いけばなは可愛くていいと私は思っている。地味で小さくて結構、それで充分な存在だと思う。 縁あってお稽古する花材と出会い、自身の技をみがく、でき上った作品を見る。
そういう、日々のささやかな喜び・驚きの積み重ねがいけばなである。
本質を見誤ってはいけない、と思う。
外部の人の意見は私の耳目を開いてくれることもある。しかし巨大な、エキサイトな存在に、 いけばなを変貌させていくことには警戒する。いけばなは飛び跳ねて聴くコンサートではない。
絶叫するスポーツ観戦でもない。
どちらが良いとか優劣の問題ではなく、興奮の質が違うのだ。いけばなの興奮はじわじわと湧き起こるような興奮だ。静かで深い一生を決定してしまう様な感動である。
それは外から見れば何も起きていないように写るかもしれない。いけばな未経験者には理解しがたいものかもしれない。
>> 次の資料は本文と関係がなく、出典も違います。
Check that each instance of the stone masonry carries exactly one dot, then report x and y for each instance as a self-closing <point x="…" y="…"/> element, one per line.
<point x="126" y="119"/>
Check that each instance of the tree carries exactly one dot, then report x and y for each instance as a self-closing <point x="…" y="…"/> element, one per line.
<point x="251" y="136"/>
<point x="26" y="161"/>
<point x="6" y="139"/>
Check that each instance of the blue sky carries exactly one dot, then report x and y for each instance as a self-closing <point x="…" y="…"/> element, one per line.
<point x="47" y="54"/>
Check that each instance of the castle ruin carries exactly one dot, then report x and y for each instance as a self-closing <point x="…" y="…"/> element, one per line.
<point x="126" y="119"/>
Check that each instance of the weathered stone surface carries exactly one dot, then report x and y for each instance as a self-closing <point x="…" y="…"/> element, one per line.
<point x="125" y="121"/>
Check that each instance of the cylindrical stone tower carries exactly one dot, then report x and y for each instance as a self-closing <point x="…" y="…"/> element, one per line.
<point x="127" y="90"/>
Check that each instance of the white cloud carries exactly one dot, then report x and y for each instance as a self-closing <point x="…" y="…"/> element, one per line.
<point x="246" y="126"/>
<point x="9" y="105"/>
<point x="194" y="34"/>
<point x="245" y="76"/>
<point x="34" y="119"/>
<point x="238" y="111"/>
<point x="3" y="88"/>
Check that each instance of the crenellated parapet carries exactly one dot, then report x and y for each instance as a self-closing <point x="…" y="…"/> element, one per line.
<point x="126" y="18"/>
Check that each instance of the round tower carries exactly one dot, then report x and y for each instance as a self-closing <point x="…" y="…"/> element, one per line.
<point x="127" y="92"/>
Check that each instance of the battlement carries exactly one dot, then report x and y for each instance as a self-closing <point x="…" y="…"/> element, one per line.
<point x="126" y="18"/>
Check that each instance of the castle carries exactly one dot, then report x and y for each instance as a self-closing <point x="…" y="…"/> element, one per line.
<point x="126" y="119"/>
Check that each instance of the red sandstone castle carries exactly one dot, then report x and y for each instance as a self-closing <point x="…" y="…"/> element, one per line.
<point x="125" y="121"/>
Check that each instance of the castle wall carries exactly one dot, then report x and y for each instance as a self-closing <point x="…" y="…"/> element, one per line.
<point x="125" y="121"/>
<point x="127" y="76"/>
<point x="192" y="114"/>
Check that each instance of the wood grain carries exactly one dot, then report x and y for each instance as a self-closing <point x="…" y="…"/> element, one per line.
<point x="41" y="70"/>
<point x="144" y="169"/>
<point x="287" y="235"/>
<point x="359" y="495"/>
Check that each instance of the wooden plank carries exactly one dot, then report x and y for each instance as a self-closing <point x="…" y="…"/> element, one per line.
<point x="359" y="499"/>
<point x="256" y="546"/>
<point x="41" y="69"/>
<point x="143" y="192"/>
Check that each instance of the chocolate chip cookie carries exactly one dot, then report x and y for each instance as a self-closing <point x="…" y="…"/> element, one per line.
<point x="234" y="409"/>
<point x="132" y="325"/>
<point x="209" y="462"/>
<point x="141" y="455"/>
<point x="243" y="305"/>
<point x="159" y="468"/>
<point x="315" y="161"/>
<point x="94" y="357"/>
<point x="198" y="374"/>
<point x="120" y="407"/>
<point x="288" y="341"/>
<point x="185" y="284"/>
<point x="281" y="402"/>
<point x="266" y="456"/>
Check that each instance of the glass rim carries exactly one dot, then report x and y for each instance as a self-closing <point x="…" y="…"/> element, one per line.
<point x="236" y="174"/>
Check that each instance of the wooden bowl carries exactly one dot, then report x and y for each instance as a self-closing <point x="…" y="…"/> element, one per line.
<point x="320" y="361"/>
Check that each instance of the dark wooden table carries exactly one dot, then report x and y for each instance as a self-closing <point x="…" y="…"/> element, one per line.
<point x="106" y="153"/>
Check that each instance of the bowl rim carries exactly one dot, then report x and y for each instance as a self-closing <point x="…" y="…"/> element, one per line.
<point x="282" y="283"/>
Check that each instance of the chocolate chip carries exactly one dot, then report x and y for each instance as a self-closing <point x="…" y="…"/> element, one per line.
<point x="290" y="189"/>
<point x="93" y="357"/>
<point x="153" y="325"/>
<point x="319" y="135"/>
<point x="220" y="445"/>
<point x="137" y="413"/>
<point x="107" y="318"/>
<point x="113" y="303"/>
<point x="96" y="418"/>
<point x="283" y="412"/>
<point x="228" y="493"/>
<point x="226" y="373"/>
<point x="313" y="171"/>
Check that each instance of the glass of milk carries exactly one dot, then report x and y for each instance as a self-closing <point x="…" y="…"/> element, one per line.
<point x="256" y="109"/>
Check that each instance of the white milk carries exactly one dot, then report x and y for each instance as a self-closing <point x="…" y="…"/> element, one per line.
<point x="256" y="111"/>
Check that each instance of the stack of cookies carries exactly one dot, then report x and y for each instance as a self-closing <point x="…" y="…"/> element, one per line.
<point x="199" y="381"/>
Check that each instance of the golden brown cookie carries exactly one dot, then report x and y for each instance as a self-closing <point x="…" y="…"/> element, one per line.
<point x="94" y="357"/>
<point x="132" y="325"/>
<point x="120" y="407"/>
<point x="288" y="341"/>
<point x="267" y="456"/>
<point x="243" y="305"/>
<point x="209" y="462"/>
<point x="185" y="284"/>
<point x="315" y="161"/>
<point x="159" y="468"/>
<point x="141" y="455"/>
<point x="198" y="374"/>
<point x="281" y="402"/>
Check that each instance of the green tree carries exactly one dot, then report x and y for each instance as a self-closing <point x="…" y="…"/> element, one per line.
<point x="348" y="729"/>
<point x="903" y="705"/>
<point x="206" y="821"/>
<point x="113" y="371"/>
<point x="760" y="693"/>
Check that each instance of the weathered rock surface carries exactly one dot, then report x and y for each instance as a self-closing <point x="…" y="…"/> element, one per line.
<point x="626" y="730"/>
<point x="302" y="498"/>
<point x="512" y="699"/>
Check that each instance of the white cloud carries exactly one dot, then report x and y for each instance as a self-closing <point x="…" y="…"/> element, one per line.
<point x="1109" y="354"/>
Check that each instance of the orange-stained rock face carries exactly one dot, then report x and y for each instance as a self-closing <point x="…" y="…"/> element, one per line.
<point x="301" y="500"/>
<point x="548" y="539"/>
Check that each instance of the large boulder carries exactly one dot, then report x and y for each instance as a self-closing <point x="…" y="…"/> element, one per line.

時間をかけてゆっくりした、しかし確実な変化をもたらすのがいけばなである。
小さな日本の家に飾るのは、小さいいけばなが似合う。サイズは小さくても妥協しない技術を注ぎ込む。日本のいけばなの良し悪しは大きさではない。上手いか下手かだと思う。流派ごと個人ごとに上手・下手はあるが大きい小さいは私にとっては関係ない。小さくても周りがひるむような作品がある。本物の感動は案外日常にひそんでいる。
「あっ可愛い!」という言葉はどんな意味だろう。色や大きさが関係する場合もある。予想と現実のギャップは意外性の驚きとなる。意外性のある驚きは人々、とくに女性に可愛いと思わせるようだ。コーディネイトも可愛いにつながる。
両の手のひらに包むようにしていける。植物を慈しむ心は可愛いと同義語となる。可愛いと思う心がいけばなを永年発展させたのだろう。
北条先生のいけばな造形大は、いけばなを志す者に現代美術を紹介する功は成したが、いけばな芸術というジャンルの確立を急ぐあまり(結局確立しなかった)可愛い健康的な作品を排斥するという面があったことは否めない。逆に現代芸術関係の意見・人間を重用した。
私と同学年に現代美術作家K氏の娘がいた。北条先生は彼女を特別視した。必死になって現代美術のイロハを講義した。同じ学年の私は得したと言える。しかし彼女にとっては聞きなれた話らしく詰まらないようだった。ある日彼女は「私、来月からカルチャーセンターの茶花教室に行くわ。いけばななんだから美術を真似しなくていいのに」と言った。そして退学した。
私にとって衝撃的な出来事だったし、一言だった。現代いけばなは美術界の方ではそう見ていたのかと初めて知った。欧米人のファッションを真似しても欧米人なりきれない日本人のようで急にかっこ悪く見え始めた。
私たちは、いけばならしいいけばなを、いければいいのかもしれない。